After Dad ~ Ralph Cohen

Date Completed: 1/6/15

Rating: 7.5/10

This book was totally engrossing. My mind is still reeling over whether or not this was a good story, but I believe the answer is that it is not good for any of the characters, but that the story itself is important. More about that in a moment; to understand this book you must first hear about the layout.

The layout was rather odd. The first two chapters were written before Dad, the rest of the chapters written after Dad. All of the female voices were written in first person; the male voices were written in third person. And I found it odd that one of the funerary directors was given a voice for just one chapter.
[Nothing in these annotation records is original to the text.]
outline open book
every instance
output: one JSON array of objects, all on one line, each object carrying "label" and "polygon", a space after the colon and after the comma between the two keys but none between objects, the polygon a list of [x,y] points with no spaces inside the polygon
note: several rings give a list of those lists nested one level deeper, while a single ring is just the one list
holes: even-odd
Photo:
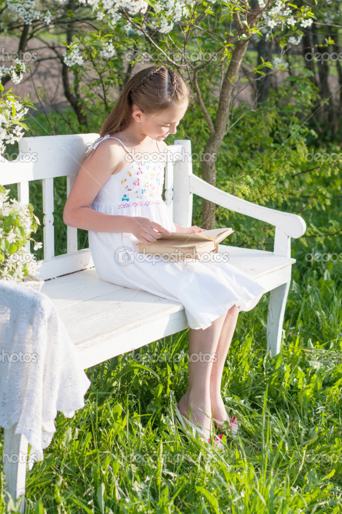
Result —
[{"label": "open book", "polygon": [[199,259],[205,252],[217,252],[218,243],[234,232],[232,228],[215,228],[203,232],[184,233],[173,232],[171,235],[160,232],[162,237],[152,243],[139,242],[140,253],[169,255],[179,260]]}]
Now, the story takes us through how the life of each family member is affected by their Dad’s passing. It all is very sad and melancholy. Just when life seems as if it might get better, one of them runs into a tragic event that left me feeling very unsettled and sad. A happy ending was certainly not handed to the reader on a silver platter in this book.
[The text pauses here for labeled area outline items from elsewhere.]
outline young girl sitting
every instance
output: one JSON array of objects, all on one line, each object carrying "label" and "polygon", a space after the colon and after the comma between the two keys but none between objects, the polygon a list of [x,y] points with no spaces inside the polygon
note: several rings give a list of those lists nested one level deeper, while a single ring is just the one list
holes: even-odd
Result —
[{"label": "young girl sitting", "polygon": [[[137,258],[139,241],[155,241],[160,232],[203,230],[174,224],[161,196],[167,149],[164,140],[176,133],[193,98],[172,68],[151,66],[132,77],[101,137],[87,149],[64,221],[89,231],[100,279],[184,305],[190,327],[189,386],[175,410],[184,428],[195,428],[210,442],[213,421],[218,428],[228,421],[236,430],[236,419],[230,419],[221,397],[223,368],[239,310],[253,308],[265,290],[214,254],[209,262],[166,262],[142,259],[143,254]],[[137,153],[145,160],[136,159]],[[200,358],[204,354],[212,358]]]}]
Cohen’s writing was seamless, and the flow of the story really captivated me. I took notice of the first person/third person differences, but they didn’t disrupt my reading of the story. Despite this being such a sad and at times difficult book to read, the story was very well written. I felt intricately attached to each character, as if I were their best friend that they’d shared all their secrets to and only I understood their side of the story, even while watching their other family members tear them apart for their actions. This book seems like magnificent social commentary on how family members treat one another and what we choose to share with each other.

This book is certainly not for the faint of heart. It deals with themes of rape culture and sexual violence, prison (juvie) culture, depression (and other mental health issues), and death. There’s a lot going on here. I’m not sure I quite realized what I’d be reading when I began this book, but it left me with a lot to think about. It definitely made me uncomfortable, but I respect that as part of a learning process within myself.
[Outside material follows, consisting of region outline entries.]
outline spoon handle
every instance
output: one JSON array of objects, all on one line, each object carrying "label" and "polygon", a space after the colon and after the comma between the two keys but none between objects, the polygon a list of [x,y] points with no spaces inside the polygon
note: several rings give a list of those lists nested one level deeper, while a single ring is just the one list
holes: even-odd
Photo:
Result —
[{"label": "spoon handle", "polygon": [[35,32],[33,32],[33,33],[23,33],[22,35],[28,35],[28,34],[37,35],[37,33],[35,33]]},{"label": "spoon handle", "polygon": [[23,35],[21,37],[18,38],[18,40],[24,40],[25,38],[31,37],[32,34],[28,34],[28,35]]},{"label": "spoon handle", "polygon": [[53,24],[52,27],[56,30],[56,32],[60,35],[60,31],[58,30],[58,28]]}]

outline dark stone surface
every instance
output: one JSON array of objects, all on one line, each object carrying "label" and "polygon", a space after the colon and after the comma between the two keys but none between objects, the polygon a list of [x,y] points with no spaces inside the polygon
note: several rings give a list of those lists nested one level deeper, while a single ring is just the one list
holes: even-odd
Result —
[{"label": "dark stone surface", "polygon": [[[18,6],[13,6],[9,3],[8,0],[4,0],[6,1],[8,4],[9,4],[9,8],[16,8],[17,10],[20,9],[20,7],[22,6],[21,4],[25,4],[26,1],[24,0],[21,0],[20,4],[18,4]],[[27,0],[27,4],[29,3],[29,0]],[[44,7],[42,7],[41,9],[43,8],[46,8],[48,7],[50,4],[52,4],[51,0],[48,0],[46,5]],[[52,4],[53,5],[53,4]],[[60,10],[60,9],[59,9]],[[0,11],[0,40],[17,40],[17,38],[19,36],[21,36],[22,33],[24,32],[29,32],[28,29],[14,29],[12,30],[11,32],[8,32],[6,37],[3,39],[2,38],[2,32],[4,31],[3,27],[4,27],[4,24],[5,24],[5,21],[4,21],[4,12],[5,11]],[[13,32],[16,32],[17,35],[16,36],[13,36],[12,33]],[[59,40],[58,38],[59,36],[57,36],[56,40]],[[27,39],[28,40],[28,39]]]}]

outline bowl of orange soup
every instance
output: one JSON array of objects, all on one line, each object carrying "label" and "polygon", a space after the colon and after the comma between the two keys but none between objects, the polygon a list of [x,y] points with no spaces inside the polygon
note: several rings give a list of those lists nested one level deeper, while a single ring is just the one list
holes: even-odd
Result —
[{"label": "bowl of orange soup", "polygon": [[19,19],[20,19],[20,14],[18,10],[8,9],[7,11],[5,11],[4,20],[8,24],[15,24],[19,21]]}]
One thing that really sticks out to me about this book is that I’m still thinking about and concerned for the characters. This book doesn’t tie up loose ends really, except for the nondescript last chapter. Much is left up to the speculation of the reader. If you like nitty gritty books about everyday life that leave a lot open, you may also find yourself quite captivated by this book.

I received a copy of this book from the author in exchange for an honest review.